Lovely Beast: Chapter 18
Angelo sits in bed looking like he got hit by a bus.
Which isn’t too far from the truth.
His eyes are both bruised and black. The cut above his eye isn’t terrible, but it takes a while to stop bleeding. He’s hunched over and cradling his side, and I’m pretty sure he needs to see a freaking doctor to make sure there’s nothing ruined internally. I fret over him, cleaning the little cuts and scrapes, desperate to do something to help.
But I’m powerless. I’ve always been powerless in all this, and seeing him in pain and angry and exhausted sends a jolt of anger and fear deep through my core.
“Just let me sit here for a while,” Angelo says and each breath is labored. “I’ll call Carmine. He’ll send someone. But not yet.”
“What are you waiting for?” I dab at his face gently, cleaning the blood away. His shirt’s ruined, his trousers are drenched in filth and gravel. He looks at me with hard eyes and touches my face. “Angelo. Don’t.”
“What did your parents say to you?”
“Seriously? You almost got killed tonight, and you’re asking about my parents?”
“When they left, you looked at me like I was a monster. Like I crawled out from under your fucking bed and tried to eat your soul.”
“It’s not like that.” I glance down at my hands, unable to meet his gaze, because I know he’s right. It’s always been that way: Mom and Dad have that effect on me. Whatever they say, I want to believe they’re right even when I know they’re wrong. “Things are just complicated, okay?”
“I’m not sure they are.”
“My dad warned me away from this case. He heard bad things about it at the Oak Club and—he told me to drop it and walk away.” My words hang in the air between us. Angelo leans his head back against the bed and lets out a soft groan and a curse. “I know, I should’ve told you sooner. I’m sorry.”
“Yeah, you should’ve told me, but it wouldn’t have made a difference. I shouldn’t have gone to that fucking bar alone. They wouldn’t have dragged me out to those fields if you were around.”
“You sure about that?”
He shrugs. “Pretty sure. I’m willing to bet your apartment was our first warning. Now my broken rib is our second. Think we’ll get a third?”
“Dad told me this is really bad news. He said I needed to drop it, stop dealing with Carmine, stop working with you.”
“He’s probably right. Look at me right now. You really want to be involved with this?”
“Stop it, Angelo. I don’t need to hear it from you.”
“Then what are you gonna do about it, huh?”
I pull back from him, anger sparking. I pace across the room and feel like my head’s spinning as his eyes track me. He looks like a glorious boxer, sitting there bloodied and battered, shirtless in only his ripped jeans, a wreck of a human and still beautiful. A monster, a beast, a killer, and still lovely beyond words.

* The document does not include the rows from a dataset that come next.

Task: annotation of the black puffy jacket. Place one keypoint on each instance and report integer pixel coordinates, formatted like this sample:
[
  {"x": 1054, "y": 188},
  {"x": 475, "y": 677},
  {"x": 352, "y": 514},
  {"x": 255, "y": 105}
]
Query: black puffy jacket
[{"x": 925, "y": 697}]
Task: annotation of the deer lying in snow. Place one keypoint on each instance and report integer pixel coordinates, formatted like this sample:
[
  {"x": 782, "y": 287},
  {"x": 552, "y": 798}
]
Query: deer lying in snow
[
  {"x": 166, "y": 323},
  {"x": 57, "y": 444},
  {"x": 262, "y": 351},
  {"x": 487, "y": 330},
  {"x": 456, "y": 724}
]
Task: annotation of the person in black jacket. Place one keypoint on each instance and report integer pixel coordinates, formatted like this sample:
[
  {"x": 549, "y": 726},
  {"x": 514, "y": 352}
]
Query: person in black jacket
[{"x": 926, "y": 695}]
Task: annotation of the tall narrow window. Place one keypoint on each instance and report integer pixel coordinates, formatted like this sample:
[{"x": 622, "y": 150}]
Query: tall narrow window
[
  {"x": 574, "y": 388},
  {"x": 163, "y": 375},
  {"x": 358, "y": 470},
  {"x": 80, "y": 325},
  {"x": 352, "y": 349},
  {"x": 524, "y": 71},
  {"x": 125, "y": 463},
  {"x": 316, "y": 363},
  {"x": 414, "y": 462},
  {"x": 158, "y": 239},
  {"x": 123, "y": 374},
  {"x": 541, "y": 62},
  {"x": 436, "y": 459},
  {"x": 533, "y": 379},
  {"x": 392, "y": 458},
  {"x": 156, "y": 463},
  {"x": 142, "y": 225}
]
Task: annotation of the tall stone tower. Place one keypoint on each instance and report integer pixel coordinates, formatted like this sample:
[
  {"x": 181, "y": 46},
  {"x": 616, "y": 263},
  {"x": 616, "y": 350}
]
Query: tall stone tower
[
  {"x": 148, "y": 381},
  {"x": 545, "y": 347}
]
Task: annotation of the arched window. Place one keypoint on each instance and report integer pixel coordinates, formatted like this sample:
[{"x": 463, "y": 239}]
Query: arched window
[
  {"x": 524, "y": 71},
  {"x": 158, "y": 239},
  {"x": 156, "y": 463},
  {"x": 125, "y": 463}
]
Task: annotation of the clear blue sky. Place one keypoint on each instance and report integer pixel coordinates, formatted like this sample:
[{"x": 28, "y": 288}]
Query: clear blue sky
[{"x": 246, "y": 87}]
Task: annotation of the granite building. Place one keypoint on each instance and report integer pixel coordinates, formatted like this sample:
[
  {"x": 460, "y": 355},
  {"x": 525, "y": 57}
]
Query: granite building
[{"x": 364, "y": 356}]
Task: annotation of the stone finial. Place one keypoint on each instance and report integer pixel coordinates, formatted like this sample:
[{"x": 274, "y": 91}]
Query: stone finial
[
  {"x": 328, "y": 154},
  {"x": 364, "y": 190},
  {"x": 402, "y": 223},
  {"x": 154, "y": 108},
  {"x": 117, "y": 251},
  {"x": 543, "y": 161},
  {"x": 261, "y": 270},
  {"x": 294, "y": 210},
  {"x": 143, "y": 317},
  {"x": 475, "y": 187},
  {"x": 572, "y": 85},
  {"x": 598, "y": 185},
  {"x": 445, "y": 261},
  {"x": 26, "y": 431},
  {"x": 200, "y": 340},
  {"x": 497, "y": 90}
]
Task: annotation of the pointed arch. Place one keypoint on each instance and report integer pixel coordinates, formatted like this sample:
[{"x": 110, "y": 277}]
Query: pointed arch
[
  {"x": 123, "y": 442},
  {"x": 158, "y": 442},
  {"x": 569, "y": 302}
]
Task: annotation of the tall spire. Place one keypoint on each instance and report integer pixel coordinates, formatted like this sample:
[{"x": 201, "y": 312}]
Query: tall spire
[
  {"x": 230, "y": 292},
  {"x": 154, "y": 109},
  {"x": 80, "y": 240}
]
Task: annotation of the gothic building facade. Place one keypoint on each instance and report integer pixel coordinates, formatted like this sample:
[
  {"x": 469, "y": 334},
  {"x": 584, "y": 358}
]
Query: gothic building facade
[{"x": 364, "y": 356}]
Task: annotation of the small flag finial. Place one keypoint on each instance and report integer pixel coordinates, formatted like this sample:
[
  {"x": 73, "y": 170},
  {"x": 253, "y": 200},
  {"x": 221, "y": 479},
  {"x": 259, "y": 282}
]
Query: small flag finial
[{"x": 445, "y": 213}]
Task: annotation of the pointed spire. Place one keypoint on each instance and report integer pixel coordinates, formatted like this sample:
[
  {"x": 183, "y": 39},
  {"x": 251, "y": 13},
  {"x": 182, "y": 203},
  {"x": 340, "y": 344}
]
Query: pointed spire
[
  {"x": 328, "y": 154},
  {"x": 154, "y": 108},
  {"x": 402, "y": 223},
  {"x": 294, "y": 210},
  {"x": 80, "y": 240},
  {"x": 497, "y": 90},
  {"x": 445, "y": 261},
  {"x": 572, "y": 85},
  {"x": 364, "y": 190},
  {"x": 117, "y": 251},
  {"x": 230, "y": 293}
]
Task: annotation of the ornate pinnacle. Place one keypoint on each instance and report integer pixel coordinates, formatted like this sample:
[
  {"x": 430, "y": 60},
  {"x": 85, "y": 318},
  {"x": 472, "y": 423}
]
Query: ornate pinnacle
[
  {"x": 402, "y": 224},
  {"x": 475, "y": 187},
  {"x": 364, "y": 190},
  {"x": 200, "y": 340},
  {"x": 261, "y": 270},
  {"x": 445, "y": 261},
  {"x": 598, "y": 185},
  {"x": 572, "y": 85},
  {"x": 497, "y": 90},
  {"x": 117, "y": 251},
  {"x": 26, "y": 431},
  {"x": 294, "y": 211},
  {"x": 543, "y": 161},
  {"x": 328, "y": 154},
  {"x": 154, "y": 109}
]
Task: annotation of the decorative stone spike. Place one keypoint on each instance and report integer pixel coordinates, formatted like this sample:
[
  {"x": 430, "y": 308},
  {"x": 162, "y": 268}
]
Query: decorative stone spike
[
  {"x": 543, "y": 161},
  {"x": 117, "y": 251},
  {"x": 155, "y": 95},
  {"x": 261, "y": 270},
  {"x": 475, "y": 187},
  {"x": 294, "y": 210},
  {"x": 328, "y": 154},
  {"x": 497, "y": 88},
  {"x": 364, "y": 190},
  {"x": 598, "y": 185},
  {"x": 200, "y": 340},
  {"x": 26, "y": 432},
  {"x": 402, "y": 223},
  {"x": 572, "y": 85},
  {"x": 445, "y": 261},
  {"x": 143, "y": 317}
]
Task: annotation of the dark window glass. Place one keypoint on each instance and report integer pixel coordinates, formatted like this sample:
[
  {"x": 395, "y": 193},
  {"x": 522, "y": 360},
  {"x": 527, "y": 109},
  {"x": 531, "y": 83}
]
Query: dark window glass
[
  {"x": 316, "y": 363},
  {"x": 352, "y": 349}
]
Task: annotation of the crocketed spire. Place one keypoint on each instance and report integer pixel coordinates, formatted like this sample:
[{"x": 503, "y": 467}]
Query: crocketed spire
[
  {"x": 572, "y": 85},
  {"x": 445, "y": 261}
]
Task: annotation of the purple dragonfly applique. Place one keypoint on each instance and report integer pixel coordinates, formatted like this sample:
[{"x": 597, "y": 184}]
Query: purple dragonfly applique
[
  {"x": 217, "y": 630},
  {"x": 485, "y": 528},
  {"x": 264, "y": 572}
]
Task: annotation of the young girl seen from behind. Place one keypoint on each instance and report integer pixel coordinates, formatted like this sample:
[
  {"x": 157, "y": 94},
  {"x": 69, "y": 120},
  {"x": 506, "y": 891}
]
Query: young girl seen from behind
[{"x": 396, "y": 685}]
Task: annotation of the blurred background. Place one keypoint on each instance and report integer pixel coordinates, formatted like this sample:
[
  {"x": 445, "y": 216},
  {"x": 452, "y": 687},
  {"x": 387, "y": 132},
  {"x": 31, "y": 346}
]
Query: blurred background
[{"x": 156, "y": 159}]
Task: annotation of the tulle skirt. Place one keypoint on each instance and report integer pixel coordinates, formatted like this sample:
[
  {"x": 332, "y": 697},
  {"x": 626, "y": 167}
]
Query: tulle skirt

I don’t know how that’s possible. I grew up thinking only good people were worthy of my love and respect, but maybe I never understood what the word good really meant.
I hate my father. I hate the dirty fucking cops that did this to Angelo. I hate this twisted, stupid world for being so absurd and evil and wrong. I want to yank Nicolas from jail and scream the truth at the top of my lungs, but there’s nothing I can do. I’m impotent, powerless. Even Angelo with all his strength and skills couldn’t keep himself safe.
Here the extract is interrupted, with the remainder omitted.